Entertainment for the night includes emo band, The Bitter End, DU Troupe, DJ Prochain, lip-sync by Luther and DJ Hayley for the after-party, representing a wide variety of queer Durham talent.
The show is set to consist of nine walks, showcasing Durham’s queer designers and creatives, whilst highlighting and interpreting through fashion key moments in LGBTQIA+ history. The walks are set to feature as follows:
1. Casanova
An exploration of bisexual icon, Casanova, designer Blanca Harrison, inspired by baroque literature and art, taking from tradition with traditional silhouettes and Catholic iconography, is set to illuminate the sexual exploration of the legendary, Casanova, himself, in the subtle sexuality of each outfit Harrison has designed.
2. Carmilla
Designer Ada Charytoniuk, reimagines the lesbian vampiric novella, Carmilla, where sensual horror and late-nineteenth century style meet, the walk is intended to reflect the ‘transformation that can take place upon discovering one’s queer self’.
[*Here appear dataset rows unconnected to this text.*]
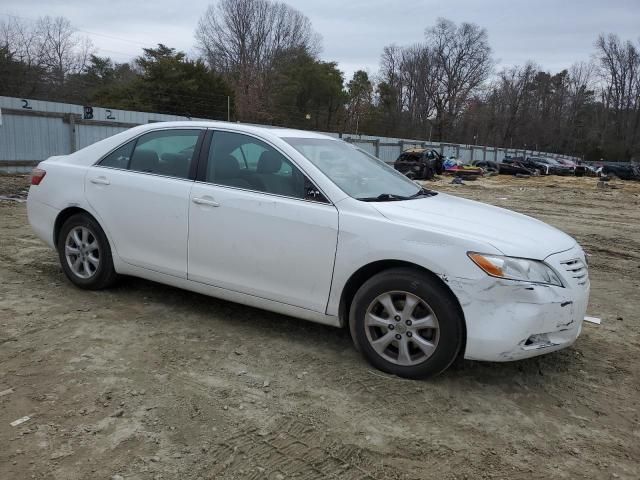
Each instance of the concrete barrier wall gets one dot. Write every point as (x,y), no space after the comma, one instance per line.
(33,130)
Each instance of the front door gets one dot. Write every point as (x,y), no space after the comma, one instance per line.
(255,229)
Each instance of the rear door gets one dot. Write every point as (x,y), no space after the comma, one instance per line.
(140,192)
(259,226)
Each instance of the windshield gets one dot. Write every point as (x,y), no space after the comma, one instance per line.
(356,172)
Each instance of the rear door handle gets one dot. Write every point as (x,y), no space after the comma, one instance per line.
(100,181)
(205,201)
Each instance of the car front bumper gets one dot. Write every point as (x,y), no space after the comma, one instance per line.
(510,320)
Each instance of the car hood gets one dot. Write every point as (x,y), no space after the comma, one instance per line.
(511,233)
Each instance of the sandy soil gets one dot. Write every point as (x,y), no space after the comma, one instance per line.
(146,381)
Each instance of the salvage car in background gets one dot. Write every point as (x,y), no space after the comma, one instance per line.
(420,163)
(506,167)
(548,166)
(306,225)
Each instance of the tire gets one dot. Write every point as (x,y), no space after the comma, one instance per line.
(434,309)
(91,268)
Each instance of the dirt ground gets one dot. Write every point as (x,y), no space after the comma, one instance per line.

3. You Haven’t Seen the Last of Me
From Elton John to Ziggy Stardust, there is set to be queer icons galore referenced in this walk designed by Charlie Armstrong, an homage to those who have come before in the queer community, expressing their gender identity and sexuality fearlessly on the world’s stage. The walk is also a reminder that the struggle is not over, that though paying tribute to fallen icons and pioneers, the journey continues to greater self-expression and liberation, looking back with admiration, yet forward with passion!
4. Pride’s a Riot
Designed by queer creative, Athena Kent-Egan, this walk embodies the origins of Pride, with the 28th June 1969 Stonewall Riots and the iconic Marsha P. Johnson. Kent-Egan takes us right up to recent years gender protest, taking inspiration from ‘Pussy Riot’, the Russian protest group known for supporting LGBTQIA+ rights there whilst often donning colourful balaclavas to complete the look. Kent-Egan says of the walk, “It’s loud, proud, colourful and camp and focuses on our ability to express ourselves and demand our rights.”
5. Satanic Panic
Turning ‘accusations of deviancy into a rallying cry’, designer Olivia Hornik, subverts moral panic around surrounding the queer community to produce a pagan-inspired show of resistance.
6. Leather and Lace
Not only the name of a Stevie Nicks song, ‘Leather and Lace’ also features as the sixth walk in this year’s Expression show, with designer Charlie Lloyd-Jones, celebrating how queer sex and kink often blurs traditional gender lines. Taking inspiration from both the traditional masculinity of leather and feminine, delicate qualities of lace, to “highlight the limitless potential when mixing gender and sexuality, while reminding the audience how unique and important queer sexuality is to queer culture.”
7. Rebirth of Venus
Forget Botticelli and his original ‘Birth of Venus’, Durham’s Expression Fashion Show, has Lilyella Stevens take on ‘Queer Rebirth’ in her walk. Embracing the queer feminine, we are told to expect, “floaty layers of organza, evoking the ever-changing hues and waves of the ocean”. Using maritime and oceanic themes, this walk intends to symbolise the constraints of heteronormativity whilst embracing your queer self.
8. Revitalize
Brought to you by designer, Clare Nicholson, the eighth walk of the show, makes an environmental stand. Highlighting the destructive nature of fast-fashion, Nicholson celebrates, “sustainability and the ability of the queer community to express themselves- no matter the situation or budget.” Taking second hand pieces and clothing the walk showcases queer individuality and reinvention at its best!
9. Children of the Earth
This ninth walk of the show, utilises the serene and natural to observe the diversity and beauty of the LGBTQIA+ community, reaffirming that being queer is, “a natural and intrinsic part if humanity, deserving of recognition and respect.” Each piece is set to reflect the model’s own cultural background, to emphasise the connection between their sexuality, cultural identity and position within the community.